Whether you think the decision of Maine Secretary of State Shenna Bellows to disqualify former President Donald Trump from the state’s primary ballot was a principled act of bravery or a scurrilous subversion of democracy, you’re probably overthinking it.

The fact of the matter is that the Bellows’ decision is one small part of a process – albeit a lengthy process and one this country has not been through in living memory. In the coming weeks and months, the decision made here in Maine will be steeply demoted from national flashpoint to flash in the pan.

This sense of perspective has been sorely lacking in the responses to the Dec. 29 decision, nationally and locally. The yawning gulf between Bellows’ fans and critics isn’t something that’s never been seen before; in many ways, it’s a microcosm of American politics in 2024.

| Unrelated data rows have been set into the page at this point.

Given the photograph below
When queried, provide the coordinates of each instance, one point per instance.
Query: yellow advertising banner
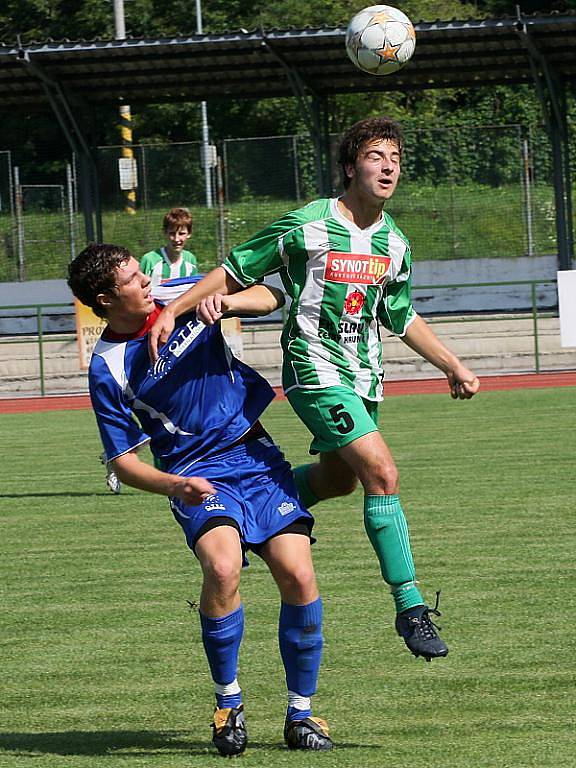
(232, 332)
(88, 329)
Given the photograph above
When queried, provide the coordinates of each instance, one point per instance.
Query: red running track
(392, 388)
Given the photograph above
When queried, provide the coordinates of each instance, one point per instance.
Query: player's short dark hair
(176, 218)
(368, 130)
(94, 271)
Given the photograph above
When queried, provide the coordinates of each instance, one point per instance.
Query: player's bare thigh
(332, 476)
(220, 554)
(373, 464)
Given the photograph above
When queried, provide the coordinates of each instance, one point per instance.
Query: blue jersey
(196, 399)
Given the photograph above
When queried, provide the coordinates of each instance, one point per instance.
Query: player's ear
(104, 300)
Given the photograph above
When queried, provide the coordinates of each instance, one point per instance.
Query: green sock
(388, 533)
(306, 494)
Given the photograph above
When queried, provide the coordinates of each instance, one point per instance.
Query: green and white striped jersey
(342, 280)
(160, 268)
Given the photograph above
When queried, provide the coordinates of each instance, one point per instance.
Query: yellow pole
(127, 151)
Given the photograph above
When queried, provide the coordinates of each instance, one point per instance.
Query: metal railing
(40, 338)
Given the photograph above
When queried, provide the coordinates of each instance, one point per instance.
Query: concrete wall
(426, 301)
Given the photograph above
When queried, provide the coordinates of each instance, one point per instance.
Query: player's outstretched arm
(422, 339)
(132, 471)
(217, 281)
(255, 301)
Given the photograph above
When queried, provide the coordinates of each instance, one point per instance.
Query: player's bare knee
(383, 479)
(343, 486)
(297, 584)
(223, 575)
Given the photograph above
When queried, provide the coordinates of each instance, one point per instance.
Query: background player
(347, 267)
(230, 488)
(171, 260)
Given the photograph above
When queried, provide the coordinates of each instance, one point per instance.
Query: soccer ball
(380, 40)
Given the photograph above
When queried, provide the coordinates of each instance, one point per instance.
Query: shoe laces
(426, 626)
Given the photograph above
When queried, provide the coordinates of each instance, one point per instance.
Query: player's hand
(193, 490)
(463, 383)
(212, 308)
(160, 333)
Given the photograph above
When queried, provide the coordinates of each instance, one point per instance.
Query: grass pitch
(102, 663)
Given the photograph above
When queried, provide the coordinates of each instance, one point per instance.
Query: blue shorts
(255, 491)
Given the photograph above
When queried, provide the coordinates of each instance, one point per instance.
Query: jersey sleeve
(118, 429)
(395, 310)
(262, 254)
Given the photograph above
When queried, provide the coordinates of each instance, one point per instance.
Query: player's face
(375, 173)
(132, 297)
(177, 239)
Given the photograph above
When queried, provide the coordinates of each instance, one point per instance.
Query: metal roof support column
(551, 93)
(87, 186)
(314, 110)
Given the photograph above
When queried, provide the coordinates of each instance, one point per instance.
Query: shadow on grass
(133, 743)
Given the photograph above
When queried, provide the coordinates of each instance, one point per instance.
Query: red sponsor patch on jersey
(363, 268)
(354, 303)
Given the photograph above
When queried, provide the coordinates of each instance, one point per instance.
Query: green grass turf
(102, 663)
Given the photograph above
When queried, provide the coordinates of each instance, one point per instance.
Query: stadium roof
(261, 64)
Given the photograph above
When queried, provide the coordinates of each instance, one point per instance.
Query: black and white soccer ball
(380, 40)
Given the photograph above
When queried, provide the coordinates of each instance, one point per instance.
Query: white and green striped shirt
(342, 280)
(160, 268)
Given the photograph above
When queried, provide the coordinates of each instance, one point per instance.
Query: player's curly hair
(370, 129)
(93, 272)
(176, 218)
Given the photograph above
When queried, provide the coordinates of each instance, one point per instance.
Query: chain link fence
(465, 193)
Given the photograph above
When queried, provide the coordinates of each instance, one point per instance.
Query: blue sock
(222, 637)
(300, 639)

And when the discourse is this polarized, common sense gets lost.

Over-the-top criticism of Bellows, too often veering well into a personal attack, misses the point entirely. Using a state-level decision to stoke the positively volatile flames of “Make America Great Again” indignation is reckless and endangers people, not least Bellows herself and members of her family.

The creative name-calling and baseless charges relentlessly leveled against the secretary of state over the past week or so would be laughable if they didn’t travel so well – and the people disseminating them weren’t so impressionable and so angry. Bellows does not deserve to be likened to a dictator, and Maine’s system of electoral laws does not deserve to be likened to the “third world,” whatever that might mean to Maine House Republican Leader Billy Bob Faulkingham. Other insults and attacks in circulation do not bear repeating here.


Bellows, presented with challenges filed by Maine voters, was doing her job. The rage felt by those now suggesting that her actions were somehow “illegal” or otherwise in breach of her formal duties – with right-wing media ablaze and at least one Republican lawmaker launching a bid to impeach her – would be better directed toward clear proposals for reform of Maine election law.

There is a case to be made that an unelected officer should not have the statutory power to make a determination like this in Maine if only somebody could calm down and make it.

By the same token, aggressively valorizing the decision by our secretary of state serves only to inflame tensions and sow ever more division. It is wishful to suggest that this action (applicable at the state level and, indeed, suspended pending court appeals) will be what saves our embattled democracy. At the end of the day, the ballot is not the problem.

Faced with both the prospect of another Trump term and increasingly extreme anti-democratic tactics by Republicans and the Trump base, those opposed to Trump’s reelection have doubled down on fighting back. The rhetorical part of this fight can be seen on these pages, on car bumpers, on TV, and elsewhere. The procedural part lately takes the shape of petitions filed with a secretary of state’s office or oral arguments made in court, interventions the likes of which none of us have seen before.

There’s a further downside to these efforts, which is that Trump – the candidate who could shoot somebody on Fifth Avenue in Manhattan, by his own assessment, and not lose a single voter – stands to benefit from each attempt to take him down. Within minutes of the Colorado Supreme Court ruling, his campaign sent out an opportunistic fundraising email heavy in bold fonts, italics, and underlining.

“Patriot,” it opened, “State Supreme Court judges ALL appointed by Democrats just REMOVED my name from the 2024 ballot in Colorado … Crooked Joe and the Democrats know they can’t beat us at the ballot box, so their new plan is to nullify every single ‘Trump ballot’ in the nation to keep Biden in the White House.”

There no doubt will be many more campaign emails of this nature, just as there will be more twists in the strange battle over whether or not Trump is eligible to run for president again under the U.S. Constitution. We must all bear in mind that it is a battle likely to be won or lost at the Supreme Court of the United States. Until we get that outcome, whether you support Trump or you oppose him, it would be productive to keep the feuding to a minimum and let this unfamiliar, unsettling process run its course.